The liability side of the enterprise’s balance sheet shows the sources of formation of economic assets:

  • profit on accounts 84 and 99;
  • authorized capital on account 80;
  • reserve capital on account 82;
  • additional capital on account 83;
  • long-term loans and borrowings on account 67;
  • short-term loans on account 66;
  • accounts payable on accounts 60; 76; 70; 68 and 69.

It is important to note that the assets and liabilities of the balance sheet reflect different aspects of accounting for economic assets; they are interrelated. That is, when an asset increases by a certain amount, it is necessary to increase the liability by the same amount. This principle of increasing amounts also applies to liabilities.

How are the assets and liabilities of the balance sheet formed?

Let's look at it in more detail using an example.

Example 1. Let's say an enterprise purchased a fixed asset worth 500,000 rubles. for the production of semi-finished products.

Fixed assets are reflected in the asset, that is, the amount of the enterprise’s asset increased by 500,000 rubles. The other side is that you need to pay the supplier 500,000 rubles for the fixed asset. The debt to the supplier is reflected in the liability, that is, the company's liability also increased by 500,000 rubles. Therefore, the main condition is met: Active = Passive

Example 2. Let’s say an enterprise has taken out a loan from a bank in the amount of 750,000 rubles.

The enterprise's debt to the bank is reflected in the liability, that is, the enterprise's liability increased by 750,000 rubles. The other side is that after transferring the received loan, the amount in the current account increased by 750,000 rubles. Cash in the company's current account is reflected in the asset, that is, the company's asset increased by 750,000 rubles. Therefore, the main condition is met: Active = Passive

Conclusion: Assets participate in economic activity enterprises to make a profit, and liabilities are sources of increasing assets, and must always be equal.

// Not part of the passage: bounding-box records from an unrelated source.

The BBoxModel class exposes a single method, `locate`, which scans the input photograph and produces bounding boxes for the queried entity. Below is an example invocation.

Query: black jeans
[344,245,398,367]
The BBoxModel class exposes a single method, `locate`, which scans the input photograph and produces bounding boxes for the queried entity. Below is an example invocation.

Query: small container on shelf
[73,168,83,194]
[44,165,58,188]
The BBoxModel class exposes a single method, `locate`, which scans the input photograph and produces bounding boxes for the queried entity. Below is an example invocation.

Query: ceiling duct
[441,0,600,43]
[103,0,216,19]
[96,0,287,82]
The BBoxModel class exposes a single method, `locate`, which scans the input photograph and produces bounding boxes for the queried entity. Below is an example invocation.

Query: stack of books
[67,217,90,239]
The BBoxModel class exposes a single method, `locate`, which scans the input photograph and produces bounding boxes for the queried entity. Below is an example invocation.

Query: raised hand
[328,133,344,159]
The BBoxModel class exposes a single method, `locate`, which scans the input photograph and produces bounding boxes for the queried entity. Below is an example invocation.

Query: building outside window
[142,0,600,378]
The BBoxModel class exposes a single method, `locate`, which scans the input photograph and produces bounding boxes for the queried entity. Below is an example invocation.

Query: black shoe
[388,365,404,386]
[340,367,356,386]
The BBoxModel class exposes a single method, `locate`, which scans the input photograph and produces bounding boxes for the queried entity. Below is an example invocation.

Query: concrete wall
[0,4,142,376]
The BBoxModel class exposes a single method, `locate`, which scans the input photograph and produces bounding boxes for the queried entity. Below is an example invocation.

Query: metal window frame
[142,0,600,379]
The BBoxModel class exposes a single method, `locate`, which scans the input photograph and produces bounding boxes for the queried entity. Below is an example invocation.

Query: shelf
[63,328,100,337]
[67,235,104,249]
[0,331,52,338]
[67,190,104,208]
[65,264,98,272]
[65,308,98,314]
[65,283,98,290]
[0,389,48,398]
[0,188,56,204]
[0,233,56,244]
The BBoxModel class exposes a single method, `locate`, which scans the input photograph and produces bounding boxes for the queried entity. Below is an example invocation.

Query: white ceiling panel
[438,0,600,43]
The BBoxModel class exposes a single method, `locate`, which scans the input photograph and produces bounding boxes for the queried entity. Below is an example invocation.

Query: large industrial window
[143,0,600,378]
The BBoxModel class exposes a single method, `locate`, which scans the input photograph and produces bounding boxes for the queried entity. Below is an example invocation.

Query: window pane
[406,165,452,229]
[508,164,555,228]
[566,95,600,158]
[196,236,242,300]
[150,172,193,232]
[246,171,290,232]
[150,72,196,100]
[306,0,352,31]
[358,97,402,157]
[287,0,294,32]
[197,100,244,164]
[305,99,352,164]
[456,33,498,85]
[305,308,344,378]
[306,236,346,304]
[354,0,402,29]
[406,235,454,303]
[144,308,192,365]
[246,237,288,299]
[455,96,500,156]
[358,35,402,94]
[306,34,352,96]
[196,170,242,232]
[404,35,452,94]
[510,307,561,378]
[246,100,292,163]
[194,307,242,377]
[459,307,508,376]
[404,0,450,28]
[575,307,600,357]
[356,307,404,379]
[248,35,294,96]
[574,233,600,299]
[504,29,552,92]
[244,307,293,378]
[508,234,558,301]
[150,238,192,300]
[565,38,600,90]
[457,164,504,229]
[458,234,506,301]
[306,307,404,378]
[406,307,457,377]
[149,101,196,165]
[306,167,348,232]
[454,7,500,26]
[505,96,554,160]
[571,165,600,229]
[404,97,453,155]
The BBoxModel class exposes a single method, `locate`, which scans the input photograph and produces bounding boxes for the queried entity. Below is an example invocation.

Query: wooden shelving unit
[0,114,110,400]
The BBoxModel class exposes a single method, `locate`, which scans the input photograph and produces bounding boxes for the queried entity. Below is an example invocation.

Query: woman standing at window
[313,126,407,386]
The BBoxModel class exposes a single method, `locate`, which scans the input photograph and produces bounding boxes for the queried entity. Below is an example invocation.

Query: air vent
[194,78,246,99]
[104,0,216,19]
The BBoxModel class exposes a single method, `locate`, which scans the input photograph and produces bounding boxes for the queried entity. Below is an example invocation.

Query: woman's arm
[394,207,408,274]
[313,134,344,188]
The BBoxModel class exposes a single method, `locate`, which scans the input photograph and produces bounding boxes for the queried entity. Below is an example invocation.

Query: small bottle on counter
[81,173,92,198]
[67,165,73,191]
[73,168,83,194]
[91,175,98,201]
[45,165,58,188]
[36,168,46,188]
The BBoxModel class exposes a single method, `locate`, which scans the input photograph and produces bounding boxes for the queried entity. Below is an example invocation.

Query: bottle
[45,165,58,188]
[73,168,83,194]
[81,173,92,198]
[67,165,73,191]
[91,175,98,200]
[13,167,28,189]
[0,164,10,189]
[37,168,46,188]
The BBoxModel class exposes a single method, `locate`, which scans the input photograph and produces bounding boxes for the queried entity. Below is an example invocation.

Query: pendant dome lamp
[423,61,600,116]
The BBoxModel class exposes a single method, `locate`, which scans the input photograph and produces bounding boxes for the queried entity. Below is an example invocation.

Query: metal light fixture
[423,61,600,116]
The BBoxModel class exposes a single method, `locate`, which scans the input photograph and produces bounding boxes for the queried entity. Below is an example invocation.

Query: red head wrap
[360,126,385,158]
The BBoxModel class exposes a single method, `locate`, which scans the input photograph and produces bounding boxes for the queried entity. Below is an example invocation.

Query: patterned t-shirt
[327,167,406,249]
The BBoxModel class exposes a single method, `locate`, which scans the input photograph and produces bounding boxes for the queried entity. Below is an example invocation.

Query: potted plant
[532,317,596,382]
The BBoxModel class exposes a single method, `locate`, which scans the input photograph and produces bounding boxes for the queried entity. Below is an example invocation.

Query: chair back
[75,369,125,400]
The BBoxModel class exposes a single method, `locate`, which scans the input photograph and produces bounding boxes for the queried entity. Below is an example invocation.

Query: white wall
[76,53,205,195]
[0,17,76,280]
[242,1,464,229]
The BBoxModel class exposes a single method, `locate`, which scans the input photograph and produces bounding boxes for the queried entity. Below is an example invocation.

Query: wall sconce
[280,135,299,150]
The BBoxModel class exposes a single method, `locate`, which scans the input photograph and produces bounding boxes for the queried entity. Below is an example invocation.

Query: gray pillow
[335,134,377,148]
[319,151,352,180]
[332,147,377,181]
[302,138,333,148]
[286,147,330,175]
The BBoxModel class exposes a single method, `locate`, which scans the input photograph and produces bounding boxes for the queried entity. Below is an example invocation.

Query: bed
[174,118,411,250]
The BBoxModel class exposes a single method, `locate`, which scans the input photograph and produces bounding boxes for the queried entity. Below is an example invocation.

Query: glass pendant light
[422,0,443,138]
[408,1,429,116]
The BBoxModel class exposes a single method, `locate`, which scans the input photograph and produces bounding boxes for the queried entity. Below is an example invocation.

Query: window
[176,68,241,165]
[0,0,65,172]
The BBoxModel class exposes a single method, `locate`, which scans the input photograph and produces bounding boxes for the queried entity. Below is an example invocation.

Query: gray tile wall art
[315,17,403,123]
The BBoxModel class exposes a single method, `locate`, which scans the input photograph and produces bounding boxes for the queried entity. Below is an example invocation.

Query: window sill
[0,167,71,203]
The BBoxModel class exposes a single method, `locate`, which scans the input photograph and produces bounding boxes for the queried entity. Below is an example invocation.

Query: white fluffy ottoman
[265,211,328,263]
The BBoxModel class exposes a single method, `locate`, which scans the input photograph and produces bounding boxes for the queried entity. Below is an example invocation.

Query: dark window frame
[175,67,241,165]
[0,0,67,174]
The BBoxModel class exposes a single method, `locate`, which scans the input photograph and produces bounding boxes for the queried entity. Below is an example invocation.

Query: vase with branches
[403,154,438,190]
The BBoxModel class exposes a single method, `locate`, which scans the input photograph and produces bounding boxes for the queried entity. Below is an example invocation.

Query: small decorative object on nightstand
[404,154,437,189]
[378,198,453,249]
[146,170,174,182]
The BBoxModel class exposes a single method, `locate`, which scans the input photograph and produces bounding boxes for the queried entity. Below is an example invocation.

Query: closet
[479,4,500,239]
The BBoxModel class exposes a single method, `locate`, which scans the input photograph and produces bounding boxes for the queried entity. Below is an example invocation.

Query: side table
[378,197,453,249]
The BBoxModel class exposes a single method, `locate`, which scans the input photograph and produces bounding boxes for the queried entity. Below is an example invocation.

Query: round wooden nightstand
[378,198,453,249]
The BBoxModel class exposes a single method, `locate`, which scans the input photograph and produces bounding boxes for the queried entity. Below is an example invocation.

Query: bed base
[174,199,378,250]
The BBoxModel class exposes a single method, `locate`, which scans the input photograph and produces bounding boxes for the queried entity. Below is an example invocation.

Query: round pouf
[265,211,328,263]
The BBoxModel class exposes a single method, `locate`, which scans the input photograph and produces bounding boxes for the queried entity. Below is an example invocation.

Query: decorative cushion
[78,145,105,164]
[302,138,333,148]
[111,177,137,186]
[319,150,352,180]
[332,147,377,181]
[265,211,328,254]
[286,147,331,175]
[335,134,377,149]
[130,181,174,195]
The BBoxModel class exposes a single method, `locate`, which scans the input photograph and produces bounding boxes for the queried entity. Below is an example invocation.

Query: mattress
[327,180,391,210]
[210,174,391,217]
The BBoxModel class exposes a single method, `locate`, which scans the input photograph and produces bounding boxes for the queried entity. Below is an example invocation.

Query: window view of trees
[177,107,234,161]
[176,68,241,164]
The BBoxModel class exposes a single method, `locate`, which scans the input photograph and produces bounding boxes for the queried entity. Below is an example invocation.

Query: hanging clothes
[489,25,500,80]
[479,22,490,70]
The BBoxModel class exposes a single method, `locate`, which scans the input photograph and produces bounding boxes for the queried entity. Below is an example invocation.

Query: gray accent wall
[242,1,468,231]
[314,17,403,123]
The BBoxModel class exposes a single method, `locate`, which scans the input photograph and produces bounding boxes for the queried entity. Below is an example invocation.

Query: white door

Accounting is perhaps the most complex topic, which an entrepreneur has to deal with. Of course, almost every organization employs a special employee for such calculations. However, in order to carry out the most successful activities, the director of the company himself must understand fundamental financial terms. For example: enterprise assets – what are they? What are they? And what is the formula for calculating them?

Business assets - all physical and monetary property of the company

Company assets: what they are and why they are important

The assets of an organization are the value of all the property that the company has that is used for the purposes of production and making a profit from the services provided.

There are three sources of enterprise resources based on the form of functioning:

  1. Material(material) are felt by the literal touch of the hand: apartment and garage, buildings and factories, tools and equipment, land, transport, raw materials, final product, jewelry.
  2. Intangible(immaterial) cannot be touched, but only the copyright holder can use them for nothing, the rest will have to pay: intellectual development, patent, computer program, trademark, logo, business reputation, technologies, organizational ideas, privileges.
  3. Financial(monetary) mean all non-cash and cash resources: money, currency, insurance policy, securities, shares, bonds, issued loans, deposits, cash.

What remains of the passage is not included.